One way to determine whether a work is copyrighted is by searching the U.S. Copyright Office’s online database of copyright registrations. Works that have known titles, like a novel, movie or television show, are typically easier to search on the database than works that have no known titles, like images.

For images, a way to determine whether a work appearing without a notice is copyrighted is by doing a reverse Google Images search. The search results may reveal the source of the image, which can then be used to determine if the work is available for use.

Because of the unreliability in determining whether a work is subject to copyright, the safest approach is to use works that are no longer under copyright protection or that have been dedicated to the public domain.

These types of works may be used by others without any restrictions. To date, works that published in the U.S. in 1926 or before are no longer subject to copyright and are freely available for all to use. For a list of some notable works that are no longer subject to copyright work, see the Public Domain Day Archives.
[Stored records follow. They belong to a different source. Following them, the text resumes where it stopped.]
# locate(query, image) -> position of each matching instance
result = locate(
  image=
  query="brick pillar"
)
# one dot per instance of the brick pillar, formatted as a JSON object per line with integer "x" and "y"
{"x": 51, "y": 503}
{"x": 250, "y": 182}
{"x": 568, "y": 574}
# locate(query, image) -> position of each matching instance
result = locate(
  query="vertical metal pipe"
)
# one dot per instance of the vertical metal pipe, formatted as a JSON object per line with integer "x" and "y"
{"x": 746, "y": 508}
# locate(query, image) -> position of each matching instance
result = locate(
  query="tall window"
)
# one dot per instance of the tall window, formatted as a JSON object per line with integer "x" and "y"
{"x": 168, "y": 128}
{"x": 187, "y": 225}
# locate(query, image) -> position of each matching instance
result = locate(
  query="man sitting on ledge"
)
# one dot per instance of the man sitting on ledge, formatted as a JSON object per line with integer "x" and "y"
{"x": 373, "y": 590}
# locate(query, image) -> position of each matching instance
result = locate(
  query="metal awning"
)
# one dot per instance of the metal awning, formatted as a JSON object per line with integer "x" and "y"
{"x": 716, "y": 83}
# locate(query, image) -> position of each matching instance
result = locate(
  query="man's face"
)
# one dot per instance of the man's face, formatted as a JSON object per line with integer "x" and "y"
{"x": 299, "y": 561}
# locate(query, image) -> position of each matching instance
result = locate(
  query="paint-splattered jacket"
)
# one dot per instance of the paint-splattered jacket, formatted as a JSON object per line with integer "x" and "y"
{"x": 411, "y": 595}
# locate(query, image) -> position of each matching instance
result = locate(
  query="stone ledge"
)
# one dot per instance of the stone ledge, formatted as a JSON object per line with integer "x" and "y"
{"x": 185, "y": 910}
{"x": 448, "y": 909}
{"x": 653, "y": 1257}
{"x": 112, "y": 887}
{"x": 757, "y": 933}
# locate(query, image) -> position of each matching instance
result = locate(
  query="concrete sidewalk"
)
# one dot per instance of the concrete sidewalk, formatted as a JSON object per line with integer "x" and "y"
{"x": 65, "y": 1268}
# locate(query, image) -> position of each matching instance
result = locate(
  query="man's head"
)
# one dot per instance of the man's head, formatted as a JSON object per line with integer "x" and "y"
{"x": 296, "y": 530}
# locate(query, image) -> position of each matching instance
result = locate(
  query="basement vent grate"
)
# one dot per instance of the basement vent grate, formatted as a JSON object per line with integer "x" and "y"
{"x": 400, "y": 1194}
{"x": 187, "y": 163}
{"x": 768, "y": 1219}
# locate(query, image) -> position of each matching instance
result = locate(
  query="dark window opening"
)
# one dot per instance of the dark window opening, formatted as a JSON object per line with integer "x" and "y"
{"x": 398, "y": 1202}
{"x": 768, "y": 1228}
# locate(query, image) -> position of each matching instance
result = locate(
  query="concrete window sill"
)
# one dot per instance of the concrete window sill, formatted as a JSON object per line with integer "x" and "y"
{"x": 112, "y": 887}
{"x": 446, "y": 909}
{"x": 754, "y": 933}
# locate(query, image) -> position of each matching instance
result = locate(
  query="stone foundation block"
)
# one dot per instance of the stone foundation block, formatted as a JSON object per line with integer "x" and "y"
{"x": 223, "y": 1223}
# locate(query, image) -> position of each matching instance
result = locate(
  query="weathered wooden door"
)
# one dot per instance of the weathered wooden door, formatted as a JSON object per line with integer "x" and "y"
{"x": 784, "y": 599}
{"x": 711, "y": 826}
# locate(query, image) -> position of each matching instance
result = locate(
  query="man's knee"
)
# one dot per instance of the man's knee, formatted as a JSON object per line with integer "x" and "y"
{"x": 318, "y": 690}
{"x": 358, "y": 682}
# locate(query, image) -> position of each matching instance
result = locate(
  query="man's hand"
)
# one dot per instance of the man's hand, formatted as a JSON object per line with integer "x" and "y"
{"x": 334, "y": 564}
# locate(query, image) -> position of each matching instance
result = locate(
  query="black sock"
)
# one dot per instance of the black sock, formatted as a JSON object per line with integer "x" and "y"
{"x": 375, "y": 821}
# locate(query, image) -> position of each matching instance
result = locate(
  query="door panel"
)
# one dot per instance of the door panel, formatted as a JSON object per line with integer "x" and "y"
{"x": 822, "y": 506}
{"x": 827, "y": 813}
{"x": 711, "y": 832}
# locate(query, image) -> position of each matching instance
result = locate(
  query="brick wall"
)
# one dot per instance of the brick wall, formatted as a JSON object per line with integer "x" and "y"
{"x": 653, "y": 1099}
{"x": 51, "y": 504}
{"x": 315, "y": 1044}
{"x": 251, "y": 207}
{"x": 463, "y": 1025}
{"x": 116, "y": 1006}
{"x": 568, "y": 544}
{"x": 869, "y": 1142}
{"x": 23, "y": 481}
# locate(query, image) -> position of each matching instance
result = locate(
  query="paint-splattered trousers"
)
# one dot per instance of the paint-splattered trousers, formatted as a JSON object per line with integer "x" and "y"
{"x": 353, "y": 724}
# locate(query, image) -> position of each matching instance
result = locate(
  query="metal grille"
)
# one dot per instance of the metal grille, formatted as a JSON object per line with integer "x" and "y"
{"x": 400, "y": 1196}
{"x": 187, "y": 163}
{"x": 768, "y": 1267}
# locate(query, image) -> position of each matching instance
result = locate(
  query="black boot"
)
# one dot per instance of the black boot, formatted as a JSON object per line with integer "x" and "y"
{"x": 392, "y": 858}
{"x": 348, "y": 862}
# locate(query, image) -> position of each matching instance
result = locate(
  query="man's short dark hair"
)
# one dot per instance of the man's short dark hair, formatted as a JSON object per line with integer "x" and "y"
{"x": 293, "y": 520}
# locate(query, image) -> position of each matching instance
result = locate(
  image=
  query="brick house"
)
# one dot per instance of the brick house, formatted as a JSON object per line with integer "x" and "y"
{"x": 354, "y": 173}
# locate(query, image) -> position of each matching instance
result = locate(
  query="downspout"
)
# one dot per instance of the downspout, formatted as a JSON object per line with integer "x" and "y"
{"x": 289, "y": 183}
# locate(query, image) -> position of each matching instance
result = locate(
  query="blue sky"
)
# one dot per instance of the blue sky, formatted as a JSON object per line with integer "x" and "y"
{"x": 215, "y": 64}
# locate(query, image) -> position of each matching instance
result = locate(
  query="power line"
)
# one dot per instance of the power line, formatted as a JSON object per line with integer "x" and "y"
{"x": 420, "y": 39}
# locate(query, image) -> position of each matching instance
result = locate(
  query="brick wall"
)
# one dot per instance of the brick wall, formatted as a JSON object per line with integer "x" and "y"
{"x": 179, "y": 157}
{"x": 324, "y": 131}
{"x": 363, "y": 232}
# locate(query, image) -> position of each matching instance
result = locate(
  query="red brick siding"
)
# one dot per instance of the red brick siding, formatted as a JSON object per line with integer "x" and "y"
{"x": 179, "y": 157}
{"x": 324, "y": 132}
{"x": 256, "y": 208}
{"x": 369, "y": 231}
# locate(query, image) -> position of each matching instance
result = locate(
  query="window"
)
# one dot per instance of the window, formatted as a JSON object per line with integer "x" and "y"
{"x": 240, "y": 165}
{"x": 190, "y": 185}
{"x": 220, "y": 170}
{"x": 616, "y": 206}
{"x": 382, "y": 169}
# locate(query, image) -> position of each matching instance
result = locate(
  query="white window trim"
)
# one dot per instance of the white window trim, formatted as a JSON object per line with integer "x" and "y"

A work that was first published after 1926 may also be used without any restrictions if the copyright owner intentionally dedicated to the public domain. Such works typically include a notice, like, “CC0” — also known as Creative Commons Zero — or “This work is dedicated to the public domain.”

Obtain a license to use a copyrighted work and carefully review the terms of use.

For a copyrighted work, obtaining a license from the copyright owner — typically the person or entity listed in a copyright notice, or the person or entity listed as the “claimant” in a copyright registration — to use the work can be a helpful first step to avoiding a copyright infringement claim.

However, as AWF itself shows, having a license may not be a defense against a claim of copyright infringement if the terms of use outlined in the license are not followed.

Notably, works that are subject to Creative Commons licenses, which generally grant the public permission to use a copyrighted work, are not necessarily free to use without any restriction.

Only the Creative Commons Zero license has no restrictions on use, while all other Creative Commons licenses require at least that credit be given to the creator of the original work.

Some Creative Commons licenses also restrict uses of a work to noncommercial purposes only — e.g., “CC BY-NC-ND.”

Others permit using a work in its original, unmodified form — e.g., “CC BY-ND.” Similarly, some websites that promote themselves as having free-to-use images, like MorgueFile, FreeImages and Pixabay, have restrictions on how images on their sites may be used.

Document the genesis of a work.

Independent creation — i.e., not copying another’s work — is a complete defense to copyright infringement.

Therefore, maintaining a chronological record of the genesis of a work, including dated drafts, sketches and renderings can be helpful evidence to support the affirmative defense of independent creation.